Omori (mild spoilers for the game ahead)

Omori-feat-image

I've nearly completed Omori. I've enjoyed the nostalgic style of the game and the horror elements a lot, and the gameplay is pretty fun too - but it's the story that's the important part. It's a game about a boy trying to reconcile his dream self and reality. He's spent years mentally hiding from a traumatic event, and the game leads you to confront it and ask if you can find forgiveness.

I think the twist is over dramatic (more akin to something that would happen in a crime drama then real life), but the reveal for the viewer is very effective, and the way it recontextualises other parts of the game and makes things more horrifying in retrospect is super well done. Playing the game in the evenings definitely gave me a creeping feeling I haven't had since I used to read creepypasta at night as a teenager.

The central theme of forgiving yourself and forgiveness in general is very moving.
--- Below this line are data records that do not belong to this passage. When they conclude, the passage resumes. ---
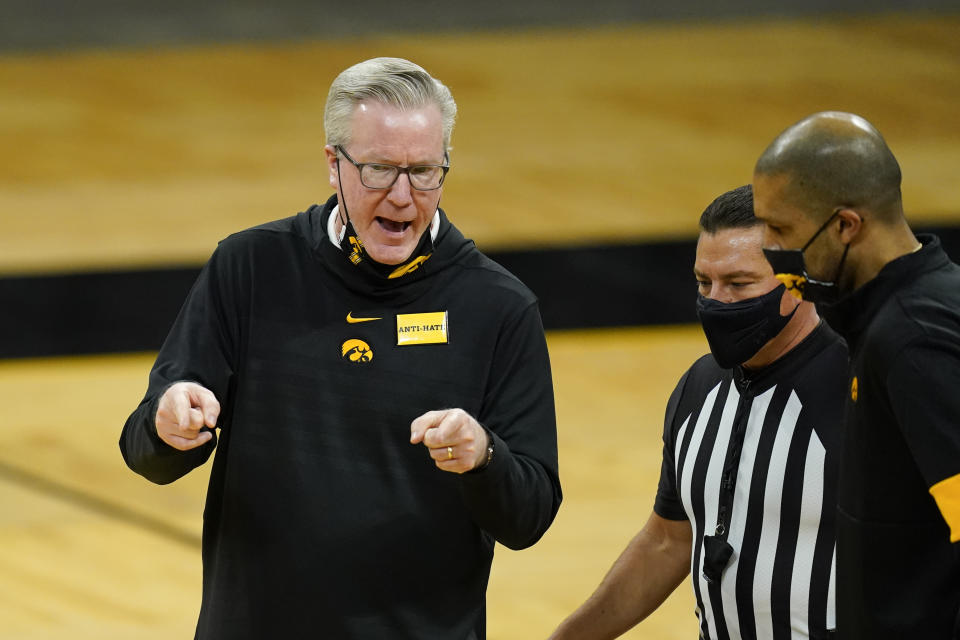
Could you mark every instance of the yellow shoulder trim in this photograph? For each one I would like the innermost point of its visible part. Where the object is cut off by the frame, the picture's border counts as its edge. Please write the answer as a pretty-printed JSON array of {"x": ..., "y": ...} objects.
[{"x": 947, "y": 495}]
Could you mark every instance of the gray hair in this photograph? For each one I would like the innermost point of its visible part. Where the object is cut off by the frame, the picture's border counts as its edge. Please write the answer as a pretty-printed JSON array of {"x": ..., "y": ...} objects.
[{"x": 392, "y": 81}]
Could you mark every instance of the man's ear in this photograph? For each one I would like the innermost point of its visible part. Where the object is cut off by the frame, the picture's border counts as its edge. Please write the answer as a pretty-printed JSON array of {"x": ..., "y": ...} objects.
[
  {"x": 851, "y": 223},
  {"x": 331, "y": 156}
]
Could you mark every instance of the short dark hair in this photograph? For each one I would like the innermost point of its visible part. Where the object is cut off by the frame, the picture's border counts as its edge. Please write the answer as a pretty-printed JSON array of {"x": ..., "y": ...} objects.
[{"x": 732, "y": 210}]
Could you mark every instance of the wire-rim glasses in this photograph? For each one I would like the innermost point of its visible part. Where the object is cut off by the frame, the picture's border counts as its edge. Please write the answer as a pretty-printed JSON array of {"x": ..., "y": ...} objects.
[{"x": 377, "y": 175}]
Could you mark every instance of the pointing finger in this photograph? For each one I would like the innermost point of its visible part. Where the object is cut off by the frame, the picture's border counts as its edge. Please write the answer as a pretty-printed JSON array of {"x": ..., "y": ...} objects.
[
  {"x": 209, "y": 406},
  {"x": 420, "y": 425}
]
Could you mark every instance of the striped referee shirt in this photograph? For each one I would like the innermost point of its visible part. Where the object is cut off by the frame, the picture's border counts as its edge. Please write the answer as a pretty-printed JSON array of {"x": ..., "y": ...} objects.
[{"x": 749, "y": 458}]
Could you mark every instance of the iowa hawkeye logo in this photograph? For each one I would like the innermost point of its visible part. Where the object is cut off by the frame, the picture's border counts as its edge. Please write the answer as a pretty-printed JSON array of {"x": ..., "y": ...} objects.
[{"x": 356, "y": 351}]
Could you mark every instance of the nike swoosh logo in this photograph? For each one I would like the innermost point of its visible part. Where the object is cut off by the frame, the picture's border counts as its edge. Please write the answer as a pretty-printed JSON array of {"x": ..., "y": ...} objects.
[{"x": 353, "y": 320}]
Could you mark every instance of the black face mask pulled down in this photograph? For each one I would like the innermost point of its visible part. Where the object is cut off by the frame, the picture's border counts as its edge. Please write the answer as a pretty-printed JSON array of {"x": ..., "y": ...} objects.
[
  {"x": 790, "y": 269},
  {"x": 736, "y": 331},
  {"x": 353, "y": 248}
]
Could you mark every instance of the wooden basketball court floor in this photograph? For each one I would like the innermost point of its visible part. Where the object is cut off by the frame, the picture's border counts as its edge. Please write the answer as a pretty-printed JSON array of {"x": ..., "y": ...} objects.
[{"x": 147, "y": 157}]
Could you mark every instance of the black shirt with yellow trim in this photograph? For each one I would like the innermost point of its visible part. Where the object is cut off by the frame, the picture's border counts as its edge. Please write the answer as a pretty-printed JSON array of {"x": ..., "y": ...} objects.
[
  {"x": 898, "y": 567},
  {"x": 321, "y": 519}
]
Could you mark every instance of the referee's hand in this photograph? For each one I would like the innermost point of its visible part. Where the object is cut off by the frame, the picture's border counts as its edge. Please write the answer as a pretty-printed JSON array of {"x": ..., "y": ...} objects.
[
  {"x": 182, "y": 413},
  {"x": 456, "y": 441}
]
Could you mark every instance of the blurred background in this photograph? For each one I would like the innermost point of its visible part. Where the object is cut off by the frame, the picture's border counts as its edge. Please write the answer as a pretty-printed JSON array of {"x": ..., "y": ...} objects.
[{"x": 134, "y": 136}]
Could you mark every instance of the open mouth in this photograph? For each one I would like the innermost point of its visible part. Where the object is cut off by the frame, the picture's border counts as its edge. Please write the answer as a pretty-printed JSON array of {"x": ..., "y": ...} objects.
[{"x": 392, "y": 226}]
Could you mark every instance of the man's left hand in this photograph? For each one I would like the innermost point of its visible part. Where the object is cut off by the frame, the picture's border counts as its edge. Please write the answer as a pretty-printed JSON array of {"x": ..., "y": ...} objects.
[{"x": 456, "y": 441}]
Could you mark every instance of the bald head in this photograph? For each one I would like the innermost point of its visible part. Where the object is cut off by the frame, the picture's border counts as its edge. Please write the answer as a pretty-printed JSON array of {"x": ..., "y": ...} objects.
[{"x": 834, "y": 159}]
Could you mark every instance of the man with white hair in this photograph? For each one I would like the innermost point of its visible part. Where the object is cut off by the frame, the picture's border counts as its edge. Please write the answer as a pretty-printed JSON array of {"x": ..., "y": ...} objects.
[{"x": 381, "y": 389}]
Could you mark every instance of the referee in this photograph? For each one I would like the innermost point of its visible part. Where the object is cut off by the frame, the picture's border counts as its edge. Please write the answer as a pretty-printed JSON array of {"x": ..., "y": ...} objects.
[
  {"x": 747, "y": 487},
  {"x": 829, "y": 190}
]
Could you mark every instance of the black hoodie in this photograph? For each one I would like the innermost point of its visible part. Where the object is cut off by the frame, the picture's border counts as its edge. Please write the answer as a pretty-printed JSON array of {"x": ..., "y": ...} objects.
[{"x": 322, "y": 520}]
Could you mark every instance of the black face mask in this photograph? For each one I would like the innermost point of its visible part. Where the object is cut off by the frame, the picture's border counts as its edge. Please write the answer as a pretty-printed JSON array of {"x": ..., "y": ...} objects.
[
  {"x": 736, "y": 331},
  {"x": 790, "y": 269},
  {"x": 358, "y": 256}
]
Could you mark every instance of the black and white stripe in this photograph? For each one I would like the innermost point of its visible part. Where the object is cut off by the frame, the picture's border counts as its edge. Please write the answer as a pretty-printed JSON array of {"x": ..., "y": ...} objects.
[{"x": 779, "y": 583}]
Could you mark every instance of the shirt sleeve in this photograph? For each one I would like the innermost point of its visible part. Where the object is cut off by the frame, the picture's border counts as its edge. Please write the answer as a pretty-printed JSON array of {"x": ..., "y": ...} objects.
[
  {"x": 516, "y": 497},
  {"x": 667, "y": 503},
  {"x": 198, "y": 348},
  {"x": 922, "y": 384}
]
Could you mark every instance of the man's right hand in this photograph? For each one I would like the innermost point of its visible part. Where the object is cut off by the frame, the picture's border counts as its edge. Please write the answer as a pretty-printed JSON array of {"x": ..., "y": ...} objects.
[{"x": 184, "y": 410}]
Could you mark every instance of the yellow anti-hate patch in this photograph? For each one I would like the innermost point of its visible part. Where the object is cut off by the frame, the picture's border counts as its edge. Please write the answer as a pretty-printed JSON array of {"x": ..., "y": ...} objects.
[{"x": 422, "y": 328}]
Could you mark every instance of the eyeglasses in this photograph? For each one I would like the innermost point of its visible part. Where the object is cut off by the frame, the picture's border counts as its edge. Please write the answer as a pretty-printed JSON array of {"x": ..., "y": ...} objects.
[{"x": 376, "y": 175}]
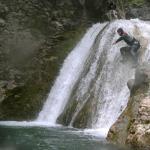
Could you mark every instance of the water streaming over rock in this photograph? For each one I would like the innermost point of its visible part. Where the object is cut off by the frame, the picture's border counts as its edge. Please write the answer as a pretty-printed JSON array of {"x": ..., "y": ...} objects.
[
  {"x": 93, "y": 73},
  {"x": 91, "y": 89}
]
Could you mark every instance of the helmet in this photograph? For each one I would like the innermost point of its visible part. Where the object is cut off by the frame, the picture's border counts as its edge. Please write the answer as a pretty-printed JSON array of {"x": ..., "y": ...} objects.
[{"x": 120, "y": 30}]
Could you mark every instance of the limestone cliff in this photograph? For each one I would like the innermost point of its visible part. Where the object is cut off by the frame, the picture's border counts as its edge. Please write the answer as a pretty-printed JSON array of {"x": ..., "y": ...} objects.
[{"x": 133, "y": 126}]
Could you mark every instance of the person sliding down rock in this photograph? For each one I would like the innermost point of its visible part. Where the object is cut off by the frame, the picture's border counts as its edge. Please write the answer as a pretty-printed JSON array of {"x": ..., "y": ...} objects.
[{"x": 131, "y": 49}]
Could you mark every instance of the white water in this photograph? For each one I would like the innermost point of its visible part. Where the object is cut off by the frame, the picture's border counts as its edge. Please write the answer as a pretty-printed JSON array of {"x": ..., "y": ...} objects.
[
  {"x": 110, "y": 89},
  {"x": 68, "y": 76}
]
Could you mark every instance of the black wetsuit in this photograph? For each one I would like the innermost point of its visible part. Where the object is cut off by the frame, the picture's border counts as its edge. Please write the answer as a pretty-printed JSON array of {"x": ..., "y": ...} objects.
[{"x": 133, "y": 45}]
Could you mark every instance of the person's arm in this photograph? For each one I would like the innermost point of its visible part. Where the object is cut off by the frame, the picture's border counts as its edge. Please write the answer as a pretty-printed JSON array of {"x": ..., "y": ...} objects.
[{"x": 120, "y": 39}]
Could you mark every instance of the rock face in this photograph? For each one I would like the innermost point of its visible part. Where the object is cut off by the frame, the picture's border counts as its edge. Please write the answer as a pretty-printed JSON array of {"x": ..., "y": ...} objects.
[
  {"x": 133, "y": 126},
  {"x": 35, "y": 38}
]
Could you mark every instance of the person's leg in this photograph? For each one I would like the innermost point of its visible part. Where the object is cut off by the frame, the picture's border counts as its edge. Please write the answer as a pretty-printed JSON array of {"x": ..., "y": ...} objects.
[
  {"x": 133, "y": 51},
  {"x": 125, "y": 53}
]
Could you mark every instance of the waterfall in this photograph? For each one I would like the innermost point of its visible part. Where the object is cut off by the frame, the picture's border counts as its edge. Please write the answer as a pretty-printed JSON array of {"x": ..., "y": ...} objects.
[
  {"x": 94, "y": 80},
  {"x": 105, "y": 77},
  {"x": 68, "y": 76}
]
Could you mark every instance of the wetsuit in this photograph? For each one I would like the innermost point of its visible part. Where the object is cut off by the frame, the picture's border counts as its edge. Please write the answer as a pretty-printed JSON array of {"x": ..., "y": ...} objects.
[{"x": 132, "y": 48}]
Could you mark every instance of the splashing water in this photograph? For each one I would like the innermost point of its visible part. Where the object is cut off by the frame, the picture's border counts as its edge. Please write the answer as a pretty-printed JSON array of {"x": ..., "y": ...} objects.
[{"x": 93, "y": 71}]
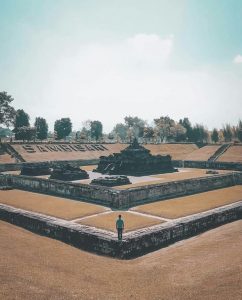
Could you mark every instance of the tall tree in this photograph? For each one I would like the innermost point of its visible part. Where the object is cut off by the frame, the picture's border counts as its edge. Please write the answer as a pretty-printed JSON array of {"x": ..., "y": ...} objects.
[
  {"x": 62, "y": 128},
  {"x": 199, "y": 134},
  {"x": 136, "y": 126},
  {"x": 41, "y": 128},
  {"x": 239, "y": 131},
  {"x": 25, "y": 133},
  {"x": 7, "y": 112},
  {"x": 227, "y": 132},
  {"x": 188, "y": 126},
  {"x": 215, "y": 135},
  {"x": 167, "y": 129},
  {"x": 96, "y": 130},
  {"x": 120, "y": 131},
  {"x": 21, "y": 120}
]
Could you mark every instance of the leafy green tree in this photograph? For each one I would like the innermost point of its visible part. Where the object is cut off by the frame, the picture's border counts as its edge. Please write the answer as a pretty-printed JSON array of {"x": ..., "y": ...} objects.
[
  {"x": 135, "y": 125},
  {"x": 21, "y": 120},
  {"x": 167, "y": 129},
  {"x": 7, "y": 112},
  {"x": 5, "y": 132},
  {"x": 62, "y": 128},
  {"x": 41, "y": 128},
  {"x": 96, "y": 130},
  {"x": 199, "y": 134},
  {"x": 239, "y": 131},
  {"x": 188, "y": 126},
  {"x": 227, "y": 133},
  {"x": 25, "y": 133},
  {"x": 120, "y": 131},
  {"x": 215, "y": 135}
]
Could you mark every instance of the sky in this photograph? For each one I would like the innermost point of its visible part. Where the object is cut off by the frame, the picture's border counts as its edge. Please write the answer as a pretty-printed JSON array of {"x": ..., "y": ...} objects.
[{"x": 104, "y": 60}]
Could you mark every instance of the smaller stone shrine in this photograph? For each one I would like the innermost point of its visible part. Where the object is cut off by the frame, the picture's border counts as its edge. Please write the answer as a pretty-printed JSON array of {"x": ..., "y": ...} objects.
[
  {"x": 68, "y": 172},
  {"x": 111, "y": 180},
  {"x": 35, "y": 169},
  {"x": 135, "y": 160}
]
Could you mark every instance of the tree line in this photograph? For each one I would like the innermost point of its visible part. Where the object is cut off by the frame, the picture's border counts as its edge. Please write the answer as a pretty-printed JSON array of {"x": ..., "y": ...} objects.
[{"x": 162, "y": 129}]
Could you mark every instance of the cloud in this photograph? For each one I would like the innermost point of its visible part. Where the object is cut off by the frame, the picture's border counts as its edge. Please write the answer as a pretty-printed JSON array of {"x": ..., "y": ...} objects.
[
  {"x": 133, "y": 76},
  {"x": 238, "y": 59}
]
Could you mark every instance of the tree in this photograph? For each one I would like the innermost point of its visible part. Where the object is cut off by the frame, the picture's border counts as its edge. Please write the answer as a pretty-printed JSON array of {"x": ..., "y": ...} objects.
[
  {"x": 7, "y": 112},
  {"x": 239, "y": 131},
  {"x": 215, "y": 135},
  {"x": 120, "y": 131},
  {"x": 227, "y": 133},
  {"x": 136, "y": 126},
  {"x": 26, "y": 133},
  {"x": 21, "y": 120},
  {"x": 148, "y": 133},
  {"x": 188, "y": 126},
  {"x": 96, "y": 130},
  {"x": 62, "y": 128},
  {"x": 199, "y": 134},
  {"x": 41, "y": 128},
  {"x": 167, "y": 129}
]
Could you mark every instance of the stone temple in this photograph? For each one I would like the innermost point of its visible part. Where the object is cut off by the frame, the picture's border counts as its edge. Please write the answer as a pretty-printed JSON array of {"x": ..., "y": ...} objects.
[{"x": 135, "y": 160}]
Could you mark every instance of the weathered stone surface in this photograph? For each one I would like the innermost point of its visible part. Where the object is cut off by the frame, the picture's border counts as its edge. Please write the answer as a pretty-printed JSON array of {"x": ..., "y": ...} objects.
[
  {"x": 122, "y": 198},
  {"x": 135, "y": 160},
  {"x": 68, "y": 173},
  {"x": 134, "y": 244},
  {"x": 35, "y": 169},
  {"x": 111, "y": 180}
]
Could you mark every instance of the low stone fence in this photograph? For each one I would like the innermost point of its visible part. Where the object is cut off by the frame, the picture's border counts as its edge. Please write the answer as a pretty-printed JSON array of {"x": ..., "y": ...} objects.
[
  {"x": 134, "y": 244},
  {"x": 18, "y": 166},
  {"x": 90, "y": 193},
  {"x": 150, "y": 193},
  {"x": 121, "y": 199},
  {"x": 207, "y": 165}
]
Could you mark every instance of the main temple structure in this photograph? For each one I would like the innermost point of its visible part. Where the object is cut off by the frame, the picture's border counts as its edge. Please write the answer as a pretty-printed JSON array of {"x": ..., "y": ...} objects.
[{"x": 135, "y": 160}]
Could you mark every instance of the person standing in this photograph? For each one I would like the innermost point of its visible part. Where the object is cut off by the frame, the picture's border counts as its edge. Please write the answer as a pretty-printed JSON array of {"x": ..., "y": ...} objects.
[{"x": 120, "y": 227}]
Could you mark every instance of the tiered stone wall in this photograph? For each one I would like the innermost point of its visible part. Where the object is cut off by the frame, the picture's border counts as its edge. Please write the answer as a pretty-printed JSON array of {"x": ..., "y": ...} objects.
[
  {"x": 134, "y": 244},
  {"x": 76, "y": 162},
  {"x": 208, "y": 165},
  {"x": 122, "y": 198}
]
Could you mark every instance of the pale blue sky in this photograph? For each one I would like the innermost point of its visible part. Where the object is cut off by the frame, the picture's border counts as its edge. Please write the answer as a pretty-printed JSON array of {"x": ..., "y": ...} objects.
[{"x": 107, "y": 59}]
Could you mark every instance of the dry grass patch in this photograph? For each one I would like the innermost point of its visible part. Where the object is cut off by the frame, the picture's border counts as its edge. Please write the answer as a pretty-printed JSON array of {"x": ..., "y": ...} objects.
[
  {"x": 49, "y": 205},
  {"x": 184, "y": 206},
  {"x": 203, "y": 153},
  {"x": 167, "y": 177},
  {"x": 204, "y": 267},
  {"x": 131, "y": 221},
  {"x": 89, "y": 167},
  {"x": 233, "y": 154}
]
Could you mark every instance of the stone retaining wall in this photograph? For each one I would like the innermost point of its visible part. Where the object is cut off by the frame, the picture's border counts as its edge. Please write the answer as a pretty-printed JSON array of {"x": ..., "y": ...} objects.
[
  {"x": 18, "y": 166},
  {"x": 134, "y": 244},
  {"x": 121, "y": 199},
  {"x": 207, "y": 165}
]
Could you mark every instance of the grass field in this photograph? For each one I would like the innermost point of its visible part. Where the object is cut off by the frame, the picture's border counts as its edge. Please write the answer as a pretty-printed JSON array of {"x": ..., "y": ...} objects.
[
  {"x": 49, "y": 205},
  {"x": 188, "y": 205},
  {"x": 185, "y": 173},
  {"x": 131, "y": 221},
  {"x": 89, "y": 167},
  {"x": 207, "y": 266},
  {"x": 233, "y": 154}
]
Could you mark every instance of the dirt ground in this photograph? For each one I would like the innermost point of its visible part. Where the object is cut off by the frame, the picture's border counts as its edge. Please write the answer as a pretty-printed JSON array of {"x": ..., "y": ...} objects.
[
  {"x": 203, "y": 153},
  {"x": 207, "y": 266},
  {"x": 50, "y": 205},
  {"x": 132, "y": 221},
  {"x": 188, "y": 205},
  {"x": 185, "y": 173},
  {"x": 233, "y": 154}
]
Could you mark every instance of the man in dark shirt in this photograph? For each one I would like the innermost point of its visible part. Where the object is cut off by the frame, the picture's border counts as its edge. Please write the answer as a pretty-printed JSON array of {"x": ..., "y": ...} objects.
[{"x": 120, "y": 227}]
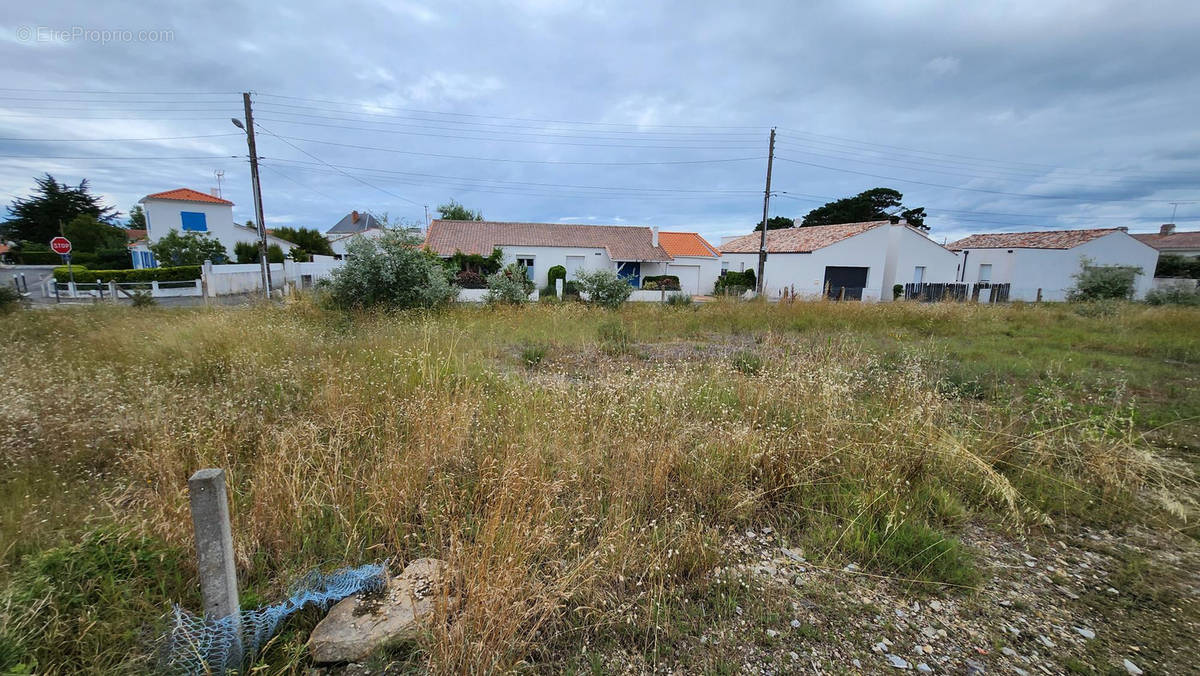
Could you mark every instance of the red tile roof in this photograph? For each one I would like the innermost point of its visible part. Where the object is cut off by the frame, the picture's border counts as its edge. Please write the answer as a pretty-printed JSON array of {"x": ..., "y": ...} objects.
[
  {"x": 798, "y": 240},
  {"x": 187, "y": 195},
  {"x": 1174, "y": 241},
  {"x": 623, "y": 243},
  {"x": 1043, "y": 239},
  {"x": 687, "y": 244}
]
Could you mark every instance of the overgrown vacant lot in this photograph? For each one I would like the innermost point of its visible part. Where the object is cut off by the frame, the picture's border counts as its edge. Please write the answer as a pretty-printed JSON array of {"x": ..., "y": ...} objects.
[{"x": 720, "y": 488}]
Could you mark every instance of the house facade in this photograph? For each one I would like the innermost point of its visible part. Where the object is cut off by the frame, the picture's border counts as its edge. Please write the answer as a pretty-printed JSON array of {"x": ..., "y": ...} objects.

It's interesting that the central act is something it's debatable you could forgive someone for - people will have different opinions on this, so it puts you in the main characters mind as they struggle to forgive themselves.

Although the game is dark and harrowing (there's certainly parts I wouldn't suggest someone who is deeply depressed or suicidal should play), the "good" ending is reached through forgiveness or at least believing in the possibility of forgiveness, and beginning to find your way out of something that felt unimaginably bleak and impossible to handle.

While the story is dramatic, that feeling was something really relatable to me as someone who was very depressed last year and was also involved in causing an accident I felt really guilty about... so while the game might be too unsettling for me to play again, especially with the reveal, it's been running through my mind since I finished.